Friday, April 25, 2014

seriously.

ok guys...
lets get one thing clear. i'm horrible at my post titles.
if you want to read it promise me you'll read it no matter what the title is. ;)

so one thing i wanted to talk about today that i feel has been very prevalent this week in everything i do is...
don't do things for you.
do it for the good of other people.
once i realized that i was here to help other people achieve happiness and self worth, everything else fell into place.
you can't do things for the money, or the recognition.
sure it's super nice... but as soon as you focus on that you lose what is really important.

one of my favorite quotes ever is from the Dalai Lama
"our prime purpose in this life is to help others. 
and if you can't help them at least don't hurt them."

i mean seriously. i wish i would have embraced that so long ago... but i believe i ran into it now for a reason. life is no longer about me. yes i have goals and absolutely i have dreams but i realized that i will not get there alone. i need as many loving and supportive people as possible and i will help everyone i can.

i always say "herbalife changed my soul."
it absolutely did. if i didn't choose to start the product and choose to build a relationship with my coach... i would still be stuck in the "how will i make as much money as i want to live a happy life" mindset. looking back, it was not even a tiny bit fun. i was MISERABLE. i couldn't figure out what i wanted to do with my life... you know why? i was focused on me, and the money.
now i wake up in the morning with a purpose, i start to think "who am i going to help today?" i LOVE that mindset. my life is so full of purpose now, i am present in every moment of everyday. that is absolutely a hard thing to learn and master.
now i'm not perfect. you know i have bad days, but then again it leads back to when i'm thinking about me and me alone.

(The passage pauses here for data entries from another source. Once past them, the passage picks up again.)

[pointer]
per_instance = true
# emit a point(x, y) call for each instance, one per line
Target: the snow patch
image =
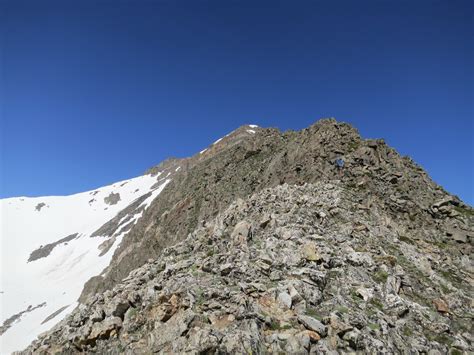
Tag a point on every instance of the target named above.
point(58, 278)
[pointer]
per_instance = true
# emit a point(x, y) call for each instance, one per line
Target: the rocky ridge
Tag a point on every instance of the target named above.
point(251, 159)
point(259, 244)
point(293, 269)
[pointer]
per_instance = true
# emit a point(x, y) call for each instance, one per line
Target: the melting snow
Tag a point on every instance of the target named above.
point(57, 279)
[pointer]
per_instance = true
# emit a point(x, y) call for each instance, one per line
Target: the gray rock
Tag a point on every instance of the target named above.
point(313, 324)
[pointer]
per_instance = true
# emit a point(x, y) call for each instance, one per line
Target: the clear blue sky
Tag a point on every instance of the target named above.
point(97, 91)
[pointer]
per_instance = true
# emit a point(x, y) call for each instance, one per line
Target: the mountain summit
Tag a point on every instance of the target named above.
point(312, 241)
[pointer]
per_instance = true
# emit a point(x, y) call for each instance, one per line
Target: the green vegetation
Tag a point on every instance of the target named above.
point(465, 211)
point(373, 326)
point(376, 303)
point(380, 276)
point(275, 325)
point(407, 331)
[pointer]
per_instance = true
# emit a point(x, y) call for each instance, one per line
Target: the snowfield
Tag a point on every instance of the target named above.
point(54, 277)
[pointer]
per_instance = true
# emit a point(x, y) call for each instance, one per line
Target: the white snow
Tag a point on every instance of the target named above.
point(57, 279)
point(217, 141)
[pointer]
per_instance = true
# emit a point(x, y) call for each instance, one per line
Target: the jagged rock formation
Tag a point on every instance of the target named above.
point(259, 244)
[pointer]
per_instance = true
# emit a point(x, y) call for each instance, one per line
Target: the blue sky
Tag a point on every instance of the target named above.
point(97, 91)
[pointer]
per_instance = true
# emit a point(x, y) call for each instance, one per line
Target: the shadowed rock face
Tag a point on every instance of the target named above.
point(44, 251)
point(8, 322)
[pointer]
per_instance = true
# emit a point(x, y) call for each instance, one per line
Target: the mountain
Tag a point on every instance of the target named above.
point(260, 243)
point(52, 245)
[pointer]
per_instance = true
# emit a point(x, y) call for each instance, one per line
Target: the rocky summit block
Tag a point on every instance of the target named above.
point(323, 267)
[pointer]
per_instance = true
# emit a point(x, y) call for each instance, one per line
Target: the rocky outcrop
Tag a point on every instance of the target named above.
point(44, 250)
point(313, 268)
point(243, 163)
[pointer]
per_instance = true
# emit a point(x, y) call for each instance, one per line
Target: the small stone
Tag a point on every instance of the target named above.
point(225, 269)
point(365, 293)
point(441, 305)
point(285, 299)
point(310, 252)
point(313, 324)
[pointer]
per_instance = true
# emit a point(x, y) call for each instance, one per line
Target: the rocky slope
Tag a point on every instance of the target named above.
point(259, 244)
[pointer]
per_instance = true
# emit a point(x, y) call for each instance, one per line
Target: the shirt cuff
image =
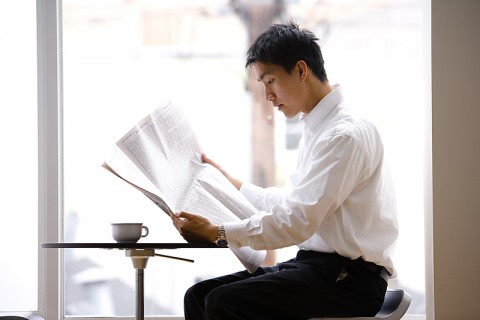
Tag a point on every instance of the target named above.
point(235, 233)
point(251, 191)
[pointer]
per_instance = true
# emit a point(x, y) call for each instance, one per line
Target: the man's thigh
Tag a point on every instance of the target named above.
point(298, 291)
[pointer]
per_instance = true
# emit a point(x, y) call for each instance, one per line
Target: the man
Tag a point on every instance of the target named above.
point(340, 210)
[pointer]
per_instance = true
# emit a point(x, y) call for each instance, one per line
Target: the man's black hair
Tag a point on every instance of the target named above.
point(285, 45)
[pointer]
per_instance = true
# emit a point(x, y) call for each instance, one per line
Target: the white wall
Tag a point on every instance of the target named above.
point(455, 160)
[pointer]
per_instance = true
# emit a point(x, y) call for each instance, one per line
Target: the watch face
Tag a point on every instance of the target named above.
point(222, 243)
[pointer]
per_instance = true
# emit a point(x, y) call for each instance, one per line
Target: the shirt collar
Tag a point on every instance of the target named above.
point(323, 108)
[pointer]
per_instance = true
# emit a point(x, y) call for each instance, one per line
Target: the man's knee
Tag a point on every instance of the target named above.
point(216, 303)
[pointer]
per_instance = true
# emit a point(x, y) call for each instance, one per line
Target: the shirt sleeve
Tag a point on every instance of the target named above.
point(332, 170)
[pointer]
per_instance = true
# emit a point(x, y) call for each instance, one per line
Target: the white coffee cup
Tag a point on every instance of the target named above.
point(128, 232)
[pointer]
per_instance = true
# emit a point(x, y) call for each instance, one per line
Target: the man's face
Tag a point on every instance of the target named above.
point(282, 89)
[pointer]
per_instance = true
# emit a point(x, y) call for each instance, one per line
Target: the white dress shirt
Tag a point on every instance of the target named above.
point(341, 200)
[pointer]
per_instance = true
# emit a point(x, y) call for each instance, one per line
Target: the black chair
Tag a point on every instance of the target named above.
point(394, 307)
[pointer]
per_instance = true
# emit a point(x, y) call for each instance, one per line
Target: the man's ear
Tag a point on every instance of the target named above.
point(301, 69)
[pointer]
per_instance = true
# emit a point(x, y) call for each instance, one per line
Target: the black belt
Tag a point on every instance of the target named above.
point(378, 270)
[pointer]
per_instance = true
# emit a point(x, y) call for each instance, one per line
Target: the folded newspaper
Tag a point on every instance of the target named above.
point(164, 148)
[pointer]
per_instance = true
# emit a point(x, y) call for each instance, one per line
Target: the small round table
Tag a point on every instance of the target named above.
point(139, 253)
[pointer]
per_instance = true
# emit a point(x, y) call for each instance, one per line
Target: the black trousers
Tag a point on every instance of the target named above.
point(313, 284)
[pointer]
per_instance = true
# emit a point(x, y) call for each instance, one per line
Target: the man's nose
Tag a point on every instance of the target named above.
point(269, 95)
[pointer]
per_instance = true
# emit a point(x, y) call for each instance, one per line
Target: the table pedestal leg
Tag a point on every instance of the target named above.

its so crazy to think that just a few months ago i spent a weekend in this room full of people overcoming barriers and opening up my mind to possibility. i still think about it and it gives me chills. i will never forget the day that i went into our nutrition club and i felt the most broken and lost i have ever felt before. i looked at my coach and started crying, we spent some time talking and he said "you aren't broken, you are perfect for where you are right now." he invited me to some meeting that night... now of course the old me said ya i'll be there but in my head i knew that i wouldn't go... tanner pushed me to go and i also realized that there was a reason i was being pushed there. (keep in mind the past few months i was on and off different anti anxiety medications and anti depressants.) i seriously felt like something was wrong with me and i was just spiraling into this nothingness. that wasn't me.
so anyway tanner and i went to the meeting and i couldn't stop crying. somehow i knew that i was meant to be there.. i still felt crazy and broken.. but i felt like this might help me. i signed up for the landmark forum that night. it's something that i can't even explain. it changes your way of thinking. i'm finally happy and whole. i'm bawling just thinking about it right now. where would i be without it today? i don't even know.
it opened my eyes to the fact that i create everything and every experience in my life.
i choose how i feel. i know that seems so easy and i can tell people that over and over.. but you just don't fully get it until you are in this course for three whole days. let me tell you, it was an emotional roller coaster. it was worth every single second. i thank my coaches every chance i get for helping me get through the hardest time in my life. it means so much to me. i'm a different person and i love who i am being. i can truly say that.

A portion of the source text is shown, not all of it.